La Poncia: Tirana de todos los que la rodean. Es capaz de sentarse encima de tu corazón y ver cómo te mueres durante un año sin que se le cierre esa sonrisa fría que lleva en su maldita cara. ¡Limpia, limpia ese vidriado!

Criada: Sangre en las manos tengo de fregarlo todo.

La Poncia: Ella, la más aseada; ella, la más decente; ella, la más alta. Buen descanso ganó su pobre marido.
(Cesan las campanas.)

Criada: ¿Han venido todos sus parientes?

La Poncia: Los de ella. La gente de él la odia. Vinieron a verlo muerto, y le hicieron la cruz.

Criada: ¿Hay bastantes sillas?

La Poncia: Sobran. Que se sienten en el suelo. Desde que murió el padre de Bernarda no han vuelto a entrar las gentes bajo estos techos. Ella no quiere que la vean en su dominio. ¡Maldita sea!

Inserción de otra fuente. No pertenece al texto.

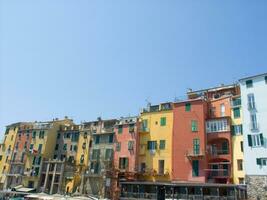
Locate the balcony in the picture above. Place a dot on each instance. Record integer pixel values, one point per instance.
(144, 129)
(251, 106)
(195, 154)
(254, 127)
(236, 103)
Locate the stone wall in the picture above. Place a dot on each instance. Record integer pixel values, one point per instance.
(256, 187)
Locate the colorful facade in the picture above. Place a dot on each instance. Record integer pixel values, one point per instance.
(189, 141)
(125, 150)
(155, 146)
(237, 141)
(215, 136)
(254, 108)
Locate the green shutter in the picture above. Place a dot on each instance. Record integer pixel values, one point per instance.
(195, 166)
(163, 121)
(162, 144)
(262, 139)
(194, 127)
(120, 129)
(236, 112)
(258, 160)
(188, 107)
(249, 141)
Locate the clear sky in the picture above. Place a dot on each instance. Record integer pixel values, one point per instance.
(85, 58)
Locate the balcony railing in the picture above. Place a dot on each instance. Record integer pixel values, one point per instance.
(236, 103)
(195, 154)
(144, 129)
(219, 173)
(217, 152)
(254, 126)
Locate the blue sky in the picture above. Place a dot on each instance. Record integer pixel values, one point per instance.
(86, 59)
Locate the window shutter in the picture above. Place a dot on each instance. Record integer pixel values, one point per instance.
(262, 139)
(249, 141)
(258, 161)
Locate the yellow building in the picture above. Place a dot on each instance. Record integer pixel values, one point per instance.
(155, 148)
(42, 146)
(237, 141)
(81, 161)
(6, 151)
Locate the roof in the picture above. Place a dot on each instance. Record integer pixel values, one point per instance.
(251, 77)
(180, 183)
(213, 89)
(189, 100)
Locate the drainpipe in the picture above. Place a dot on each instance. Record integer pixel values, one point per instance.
(53, 179)
(46, 177)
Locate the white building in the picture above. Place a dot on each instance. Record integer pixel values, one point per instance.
(254, 104)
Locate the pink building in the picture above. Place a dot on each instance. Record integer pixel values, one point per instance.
(125, 151)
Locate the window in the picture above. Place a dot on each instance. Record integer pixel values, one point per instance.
(123, 163)
(163, 121)
(188, 107)
(41, 134)
(161, 167)
(143, 167)
(152, 145)
(251, 101)
(254, 124)
(237, 130)
(239, 164)
(22, 157)
(195, 168)
(194, 126)
(40, 148)
(196, 146)
(109, 154)
(34, 134)
(118, 146)
(241, 180)
(97, 139)
(25, 145)
(214, 126)
(131, 128)
(236, 102)
(82, 159)
(144, 125)
(84, 145)
(236, 112)
(75, 137)
(255, 140)
(261, 161)
(110, 139)
(249, 83)
(120, 129)
(222, 107)
(96, 154)
(162, 144)
(130, 145)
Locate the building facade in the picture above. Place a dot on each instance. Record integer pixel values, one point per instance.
(189, 141)
(237, 140)
(254, 107)
(126, 140)
(155, 146)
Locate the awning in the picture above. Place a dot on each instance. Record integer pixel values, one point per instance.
(23, 189)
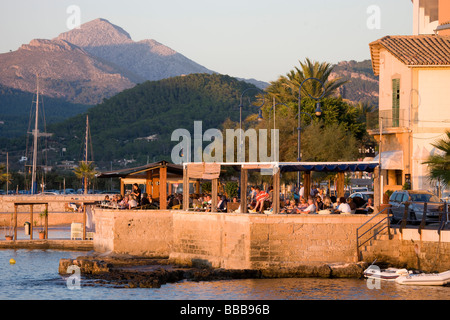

Criada: Contigo se portó bien.

La Poncia: Treinta años lavando sus sábanas; treinta años comiendo sus sobras; noches en vela cuando tose; días enteros mirando por la rendija para espiar a los vecinos y llevarle el cuento; vida sin secretos una con otra, y sin embargo, ¡maldita sea! ¡Mal dolor de clavo le pinche en los ojos!

Criada: ¡Mujer!

La Poncia: Pero yo soy buena perra; ladro cuando me lo dice y muerdo los talones de los que piden limosna cuando ella me azuza; mis hijos trabajan en sus tierras y ya están los dos casados, pero un día me hartaré.

Criada: Y ese día...

La Poncia: Ese día me encerraré con ella en un cuarto y le estaré escupiendo un año entero. "Bernarda, por esto, por aquello, por lo otro", hasta ponerla como un lagarto machacado por los niños, que es lo que es ella y toda su parentela. Claro es que no le envidio la vida. La quedan cinco mujeres, cinco hijas feas, que quitando a Angustias, la mayor, que es la hija del primer marido y tiene dineros, las demás mucha puntilla bordada, muchas camisas de hilo, pero pan y uvas por toda herencia.

Criada: ¡Ya quisiera tener yo lo que ellas!

La Poncia: Nosotras tenemos nuestras manos y un hoyo en la tierra de la verdad.

Criada: Ésa es la única tierra que nos dejan a las que no tenemos nada.

La Poncia: (En la alacena) Este cristal tiene unas motas.

Criada: Ni con el jabón ni con bayeta se le quitan.
(Suenan las campanas)

La Poncia: El último responso. Me voy a oírlo. A mí me gusta mucho cómo canta el párroco. En el "Pater noster" subió, subió, subió la voz que parecía un cántaro llenándose de agua poco a poco. ¡Claro es que al final dio un gallo, pero da gloria oírlo! Ahora que nadie como el antiguo sacristán, Tronchapinos. En la misa de mi madre, que esté en gloria, cantó. Retumbaban las paredes, y cuando decía amén era como si un lobo hubiese entrado en la iglesia. (Imitándolo) ¡Ameeeén! (Se echa a toser)

Criada: Te vas a hacer el gaznate polvo.

La Poncia: ¡Otra cosa hacía polvo yo! (Sale riendo)

(La Criada limpia. Suenan las campanas)

Criada: (Llevando el canto) Tin, tin, tan. Tin, tin, tan. ¡Dios lo haya perdonado!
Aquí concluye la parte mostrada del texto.